Сейчас полночь, стоит туман, и Джованни провожает меня домой по римским закоулочкам, петляющим вокруг старинных зданий, подобно змейкам-ручейкам в тенистых зарослях кипарисовых рощ. Вот мы и у двери моего дома, стоим лицом к лицу. Джованни обнимает меня по-дружески. Уже прогресс, первые несколько недель он отваживался лишь пожать мне руку. Останься я в Италии еще годика на три, глядишь — набрался бы храбрости для поцелуя. А вдруг он прямо сейчас меня поцелует? Здесь, на пороге… ведь есть еще шанс… и мы стоим, прижавшись друг к другу в лунном свете… это, конечно, будет ужасной ошибкой, но нельзя же упускать возможность, что он сделает это прямо сейчас… ведь всего-то и нужно наклониться и… и…
И ничего.
Джованни отступает.
— Спокойной ночи, дорогая Лиз, — говорит он.
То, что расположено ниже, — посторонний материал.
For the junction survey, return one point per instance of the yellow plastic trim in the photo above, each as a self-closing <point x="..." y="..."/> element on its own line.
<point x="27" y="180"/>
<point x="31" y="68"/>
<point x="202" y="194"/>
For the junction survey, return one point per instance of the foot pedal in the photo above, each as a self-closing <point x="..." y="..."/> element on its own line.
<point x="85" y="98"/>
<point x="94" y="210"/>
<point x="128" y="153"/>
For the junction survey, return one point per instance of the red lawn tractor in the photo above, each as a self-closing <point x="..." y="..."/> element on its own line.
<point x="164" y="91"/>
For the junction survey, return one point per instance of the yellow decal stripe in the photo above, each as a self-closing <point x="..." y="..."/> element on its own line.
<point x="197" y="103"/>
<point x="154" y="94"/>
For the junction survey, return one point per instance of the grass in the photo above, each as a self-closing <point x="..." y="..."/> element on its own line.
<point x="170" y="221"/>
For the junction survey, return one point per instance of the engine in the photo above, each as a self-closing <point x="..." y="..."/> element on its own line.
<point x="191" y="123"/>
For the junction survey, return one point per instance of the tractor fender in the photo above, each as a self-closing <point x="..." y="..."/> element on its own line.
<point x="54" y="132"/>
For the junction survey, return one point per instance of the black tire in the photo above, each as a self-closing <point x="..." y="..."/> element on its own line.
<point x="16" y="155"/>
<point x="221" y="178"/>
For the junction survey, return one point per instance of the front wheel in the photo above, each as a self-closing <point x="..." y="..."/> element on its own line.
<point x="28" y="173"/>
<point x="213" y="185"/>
— Виопа notte, caro mio, — отвечаю я.
Я в одиночестве поднимаюсь на четвертый этаж. Одна вхожу в свою маленькую студию. Закрываю дверь. Меня ждет очередная одинокая ночь в Риме. Долгий сон в пустой кровати в компании итальянских разговорников и словарей.
Я одна, совсем одна, одна-одинешенька.
Мысль об этом заставляет меня выронить сумку, опуститься на колени и прикоснуться к полу лбом. И там, на полу, я обращаюсь ко Вселенной с искренней молитвой благодарности.
Сначала по-английски.
Потом по-итальянски.
И в довершение, чтобы уж наверняка, — на санскрите.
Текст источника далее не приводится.